With a sudden rattling hammer of iron against armour plate hundreds of arrows ripped into the legion’s ranks, dropping dozens of unprepared legionaries in writhing agony or sudden death. The column dithered for a moment, another rain of arrows striking home, and this time Sollemnis saw what he’d missed in the surprise of the first volley — that they were being fired from above head height, negating the defensive protection of the legionaries’ shields. A legionary near him spun and fell, an arrow lodged deep in his throat, another jerking and then toppling stiffly backwards to the ground with a feathered shaft protruding between the cheek-pieces of his helmet. The hissing passage of an arrow past his left ear warned that he was the archers’ target.
‘They’re in the trees!’
At least one centurion had come to the same conclusion, and several centuries started to form testudos, shields held to side and overhead to frustrate the attacks, getting ready to charge into the trees and dig out the barbarian archers at close quarters. Then, as the situation started to stabilise after the first shock of attack, a thick wave of tribesmen bounded from the woods to either side of the stalled column with a berserk howl that lifted the hairs on the back of the legatus’s neck, pouring out of their cover in an apparently unending stre
am of rage to charge into the nearest cohorts. Swinging swords and axes with hate-fuelled ferocity, the barbarians smashed into the unformed line, in an instant exploding the legion’s carefully trained fighting tactic of shield wall and stabbing sword into thousands of individual duels. Sollemnis knew only too well that these were fights in which an infantryman armed with a short infantry-pattern sword was at a disadvantage faced with a weapon of twice the length.
He regained his wits, drew his sword and bellowed above the din.
‘Defensive circles! Form defensive circles! The flank force will take them in the rear if we can defend long enough!’
The 4th cohort’s senior centurion, his men suffering under the iron rain of barbarian arrows, but as yet not engaged, bellowed to his officers to follow the order, and Sollemnis walked into the protection of their shields with his bodyguard as the circle closed, looking across the battlefield to see two other cohorts fighting to achieve the same result under a press of barbarian attackers. The rest of the legion was already fighting in broken order, with little hope of regaining any meaningful formation before the battle’s end.
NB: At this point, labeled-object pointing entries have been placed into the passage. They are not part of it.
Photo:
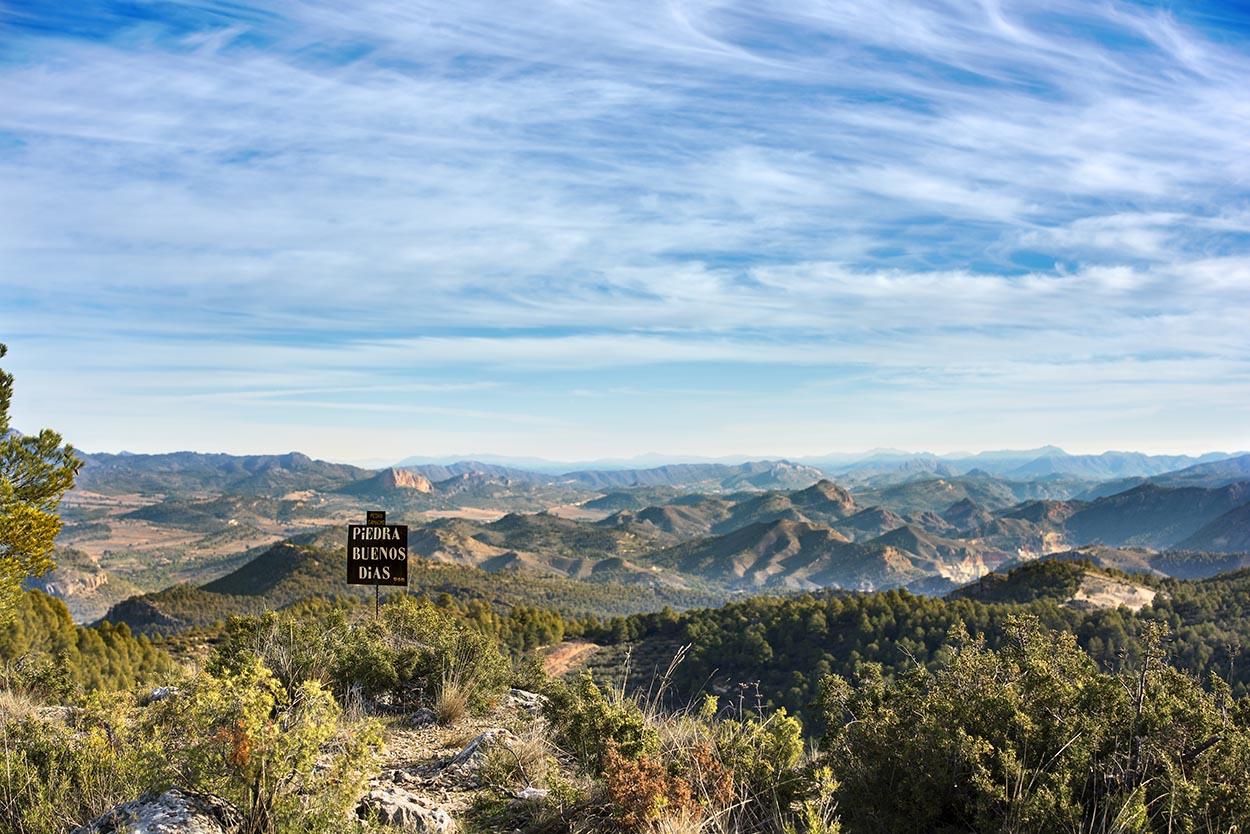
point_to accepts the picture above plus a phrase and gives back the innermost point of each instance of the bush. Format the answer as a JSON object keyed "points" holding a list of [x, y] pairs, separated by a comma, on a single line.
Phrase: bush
{"points": [[434, 653], [589, 723], [1034, 738], [415, 653], [59, 774], [279, 755]]}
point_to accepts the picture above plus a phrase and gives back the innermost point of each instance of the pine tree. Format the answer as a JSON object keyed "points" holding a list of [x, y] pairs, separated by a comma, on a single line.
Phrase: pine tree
{"points": [[35, 470]]}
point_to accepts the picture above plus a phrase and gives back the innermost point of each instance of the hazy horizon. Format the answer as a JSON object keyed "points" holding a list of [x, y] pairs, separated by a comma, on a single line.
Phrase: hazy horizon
{"points": [[586, 230], [643, 460]]}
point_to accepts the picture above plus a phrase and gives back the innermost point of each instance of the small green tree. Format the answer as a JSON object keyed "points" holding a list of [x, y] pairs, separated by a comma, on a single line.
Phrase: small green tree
{"points": [[35, 472]]}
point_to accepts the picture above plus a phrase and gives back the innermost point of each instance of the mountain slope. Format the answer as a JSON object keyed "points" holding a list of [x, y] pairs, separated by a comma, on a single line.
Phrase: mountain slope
{"points": [[1153, 515], [189, 472], [1229, 533]]}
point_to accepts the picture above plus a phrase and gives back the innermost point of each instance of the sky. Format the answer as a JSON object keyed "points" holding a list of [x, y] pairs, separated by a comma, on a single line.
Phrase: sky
{"points": [[581, 229]]}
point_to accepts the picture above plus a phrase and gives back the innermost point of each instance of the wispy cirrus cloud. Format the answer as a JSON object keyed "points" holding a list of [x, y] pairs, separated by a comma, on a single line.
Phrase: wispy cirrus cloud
{"points": [[406, 199]]}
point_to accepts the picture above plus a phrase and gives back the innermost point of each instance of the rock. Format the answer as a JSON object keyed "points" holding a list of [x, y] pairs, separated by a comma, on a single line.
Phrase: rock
{"points": [[160, 693], [404, 809], [475, 752], [526, 702], [174, 812]]}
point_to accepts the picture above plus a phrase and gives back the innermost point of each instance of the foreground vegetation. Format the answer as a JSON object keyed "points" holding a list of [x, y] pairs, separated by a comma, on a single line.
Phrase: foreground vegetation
{"points": [[288, 713]]}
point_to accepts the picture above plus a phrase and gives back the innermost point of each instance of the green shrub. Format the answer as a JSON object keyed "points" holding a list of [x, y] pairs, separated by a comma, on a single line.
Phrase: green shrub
{"points": [[61, 773], [279, 755], [588, 723], [431, 647], [1034, 738]]}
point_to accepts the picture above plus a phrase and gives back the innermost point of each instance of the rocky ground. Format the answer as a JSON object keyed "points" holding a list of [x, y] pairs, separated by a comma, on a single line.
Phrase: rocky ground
{"points": [[429, 777]]}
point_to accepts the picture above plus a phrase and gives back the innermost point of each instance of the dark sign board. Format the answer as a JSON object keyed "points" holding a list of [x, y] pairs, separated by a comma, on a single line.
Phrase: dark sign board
{"points": [[376, 553]]}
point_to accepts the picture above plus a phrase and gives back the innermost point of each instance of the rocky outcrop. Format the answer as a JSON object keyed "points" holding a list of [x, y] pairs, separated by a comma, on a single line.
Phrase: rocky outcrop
{"points": [[471, 757], [394, 805], [174, 812]]}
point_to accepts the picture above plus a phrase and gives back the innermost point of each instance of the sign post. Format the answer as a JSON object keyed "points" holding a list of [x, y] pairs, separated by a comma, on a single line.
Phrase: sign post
{"points": [[376, 554]]}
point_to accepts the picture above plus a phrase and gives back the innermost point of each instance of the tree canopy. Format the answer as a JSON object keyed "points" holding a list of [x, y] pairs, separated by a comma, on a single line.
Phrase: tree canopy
{"points": [[35, 472]]}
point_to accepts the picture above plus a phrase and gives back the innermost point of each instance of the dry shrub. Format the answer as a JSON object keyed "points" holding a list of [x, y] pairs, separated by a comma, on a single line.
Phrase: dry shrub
{"points": [[451, 703], [519, 763], [653, 797]]}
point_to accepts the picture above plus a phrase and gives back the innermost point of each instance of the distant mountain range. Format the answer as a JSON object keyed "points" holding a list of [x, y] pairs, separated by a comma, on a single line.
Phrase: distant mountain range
{"points": [[144, 522]]}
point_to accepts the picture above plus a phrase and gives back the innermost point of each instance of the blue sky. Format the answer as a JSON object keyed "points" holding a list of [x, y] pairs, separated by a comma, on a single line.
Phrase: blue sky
{"points": [[598, 229]]}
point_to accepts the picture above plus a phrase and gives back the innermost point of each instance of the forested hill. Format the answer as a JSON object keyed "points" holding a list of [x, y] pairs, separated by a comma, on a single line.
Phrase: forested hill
{"points": [[786, 644], [43, 647]]}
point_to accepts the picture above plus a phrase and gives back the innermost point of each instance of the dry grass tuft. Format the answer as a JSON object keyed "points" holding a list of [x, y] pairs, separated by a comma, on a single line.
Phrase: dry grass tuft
{"points": [[451, 703]]}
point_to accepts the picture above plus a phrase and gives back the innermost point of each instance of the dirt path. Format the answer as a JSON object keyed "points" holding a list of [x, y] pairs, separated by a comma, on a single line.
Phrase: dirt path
{"points": [[566, 657]]}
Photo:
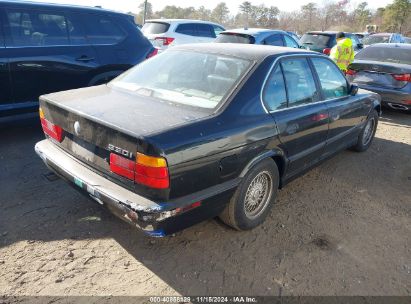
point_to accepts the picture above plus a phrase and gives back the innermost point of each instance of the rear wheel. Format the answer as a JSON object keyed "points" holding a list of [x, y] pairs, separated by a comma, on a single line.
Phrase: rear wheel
{"points": [[254, 197], [367, 133]]}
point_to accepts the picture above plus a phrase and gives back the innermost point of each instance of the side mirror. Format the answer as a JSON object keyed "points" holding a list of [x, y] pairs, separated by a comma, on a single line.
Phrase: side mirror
{"points": [[353, 89]]}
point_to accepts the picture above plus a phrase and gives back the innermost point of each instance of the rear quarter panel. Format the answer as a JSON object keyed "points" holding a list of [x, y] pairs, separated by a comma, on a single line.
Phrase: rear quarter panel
{"points": [[217, 149]]}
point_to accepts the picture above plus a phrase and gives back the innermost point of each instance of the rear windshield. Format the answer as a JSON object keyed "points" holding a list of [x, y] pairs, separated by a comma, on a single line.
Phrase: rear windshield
{"points": [[376, 39], [385, 54], [185, 77], [320, 40], [155, 27], [235, 38]]}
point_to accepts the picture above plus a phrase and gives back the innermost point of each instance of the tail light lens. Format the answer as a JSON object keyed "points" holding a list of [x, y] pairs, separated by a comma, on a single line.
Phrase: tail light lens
{"points": [[402, 77], [152, 53], [327, 51], [166, 40], [351, 72], [147, 170], [52, 130]]}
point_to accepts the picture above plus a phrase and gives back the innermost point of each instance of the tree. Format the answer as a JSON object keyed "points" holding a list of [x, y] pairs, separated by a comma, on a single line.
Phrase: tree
{"points": [[220, 13], [309, 10]]}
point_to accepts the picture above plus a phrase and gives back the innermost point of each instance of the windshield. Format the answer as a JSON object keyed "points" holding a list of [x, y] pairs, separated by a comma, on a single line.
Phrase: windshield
{"points": [[235, 38], [184, 77], [155, 27], [376, 39], [320, 40], [386, 54]]}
Inside the circle a dozen wounded legionaries were being seen to by the cohort’s medical officer, most with arrows protruding from their throats and faces. The medic looked closely at a stricken chosen man, took gauge of the wound’s severity, shook his head decisively and moved on to the next casualty. The dying man, with an arrow’s shaft sticking out of his neck, and blood jetting from the wound, put a shuddering hand to his sword’s hilt, half drew the weapon, then stopped moving as the life ran out of him. Sollemnis wrenched his eyes from the scene, striding to the First Spear. The veteran soldier was calmly scanning the battle around them with a professional eye, looking for an advantage despite their desperate situation.